Harnessing technologies

The mutual fund sector has entered into a phase of transformation where it’s not just launching innovative products but also making investment process easier. Most companies are aiming at reducing paperwork and channelizing the time and effort in reaching out to a wider set of investors. The motive lies in making the investment process easier and faster. Role of technology in this process cannot be undermined. E-commerce today plays a key role in our day-to-day lives, and the mutual fund industry is set to make the investing experience easier and user friendly. SEBI is already considering proposals to allow sale of mutual funds on e-commerce platforms. Furthermore, with rapid adoption of smartphones in India, the mutual fund industry is set to emerge as fore runners in driving financial inclusion. Business Intelligence and analytics (BI&A) also plays a crucial role in reaching out to the right customer with the right communication. Analytical tools are crucial for creating strategies for specific segment and geographies.

MF Utilities

MF Utilities (MFU) is a shared services initiative launched by the AMCs of SEBI registered mutual fund under the aegis of AMFI. The MF Utilities portal acts as a Transaction Aggregating System for transactions in mutual funds.
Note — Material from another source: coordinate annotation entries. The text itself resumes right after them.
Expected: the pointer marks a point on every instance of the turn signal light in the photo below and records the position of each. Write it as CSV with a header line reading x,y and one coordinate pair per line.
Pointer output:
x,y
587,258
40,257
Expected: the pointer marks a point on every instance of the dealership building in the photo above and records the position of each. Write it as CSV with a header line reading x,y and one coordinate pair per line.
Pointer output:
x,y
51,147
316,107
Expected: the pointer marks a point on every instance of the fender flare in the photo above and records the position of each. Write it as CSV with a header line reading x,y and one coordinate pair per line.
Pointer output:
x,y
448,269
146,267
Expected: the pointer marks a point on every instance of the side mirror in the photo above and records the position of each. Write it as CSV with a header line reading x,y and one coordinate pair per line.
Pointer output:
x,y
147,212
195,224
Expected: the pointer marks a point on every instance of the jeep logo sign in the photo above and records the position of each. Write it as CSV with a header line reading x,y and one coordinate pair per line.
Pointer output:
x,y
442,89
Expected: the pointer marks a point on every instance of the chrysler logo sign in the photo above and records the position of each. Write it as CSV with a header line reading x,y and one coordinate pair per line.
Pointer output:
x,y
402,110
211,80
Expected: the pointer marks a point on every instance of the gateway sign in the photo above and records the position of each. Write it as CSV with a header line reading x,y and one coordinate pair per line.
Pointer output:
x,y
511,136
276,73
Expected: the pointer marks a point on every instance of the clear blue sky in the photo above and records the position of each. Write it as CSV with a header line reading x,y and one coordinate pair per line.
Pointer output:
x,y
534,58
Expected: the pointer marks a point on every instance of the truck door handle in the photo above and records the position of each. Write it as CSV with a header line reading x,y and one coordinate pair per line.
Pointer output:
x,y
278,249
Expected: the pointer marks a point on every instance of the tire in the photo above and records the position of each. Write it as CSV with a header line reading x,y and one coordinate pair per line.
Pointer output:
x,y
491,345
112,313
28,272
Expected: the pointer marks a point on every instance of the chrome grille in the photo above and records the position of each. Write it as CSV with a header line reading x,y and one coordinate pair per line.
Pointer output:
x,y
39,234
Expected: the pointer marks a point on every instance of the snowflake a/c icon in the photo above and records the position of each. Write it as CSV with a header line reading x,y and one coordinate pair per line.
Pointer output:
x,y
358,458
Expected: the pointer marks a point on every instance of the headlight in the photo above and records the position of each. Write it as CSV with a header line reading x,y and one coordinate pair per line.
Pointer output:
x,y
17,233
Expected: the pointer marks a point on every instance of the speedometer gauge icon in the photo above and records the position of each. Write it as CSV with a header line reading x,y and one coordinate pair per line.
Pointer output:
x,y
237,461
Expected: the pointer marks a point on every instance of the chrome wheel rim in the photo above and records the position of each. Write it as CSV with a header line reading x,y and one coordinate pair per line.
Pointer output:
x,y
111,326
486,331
This is one such initiative towards digitization of transactions in the sector. Under this scheme, the distributor logs into the MFU system and operates a single form to submit client transactions to any one registrar and transfer agent (RTA) unlike earlier, where different forms were required for different RTAs. This aims at reducing the cost and time of distributors that are registered with MFU.

4. The Road Ahead

Performance of mutual funds in the near future is directly linked to the performance of securities market. However, it remains to be seen how mutual fund companies strategize on tapping the untapped opportunities in remote India. With a large chunk of India’s population still residing in rural areas, productive deployment of their savings to mutual funds and offering low-risk instruments with steady returns remains a challenge for mutual fund players.

Moreover, technology being a key growth driver is to be harnessed to the fullest. The business strategy of AMCs should be designed towards innovating and simplifying Mobile Apps, websites, user-friendly platforms and secure transactions.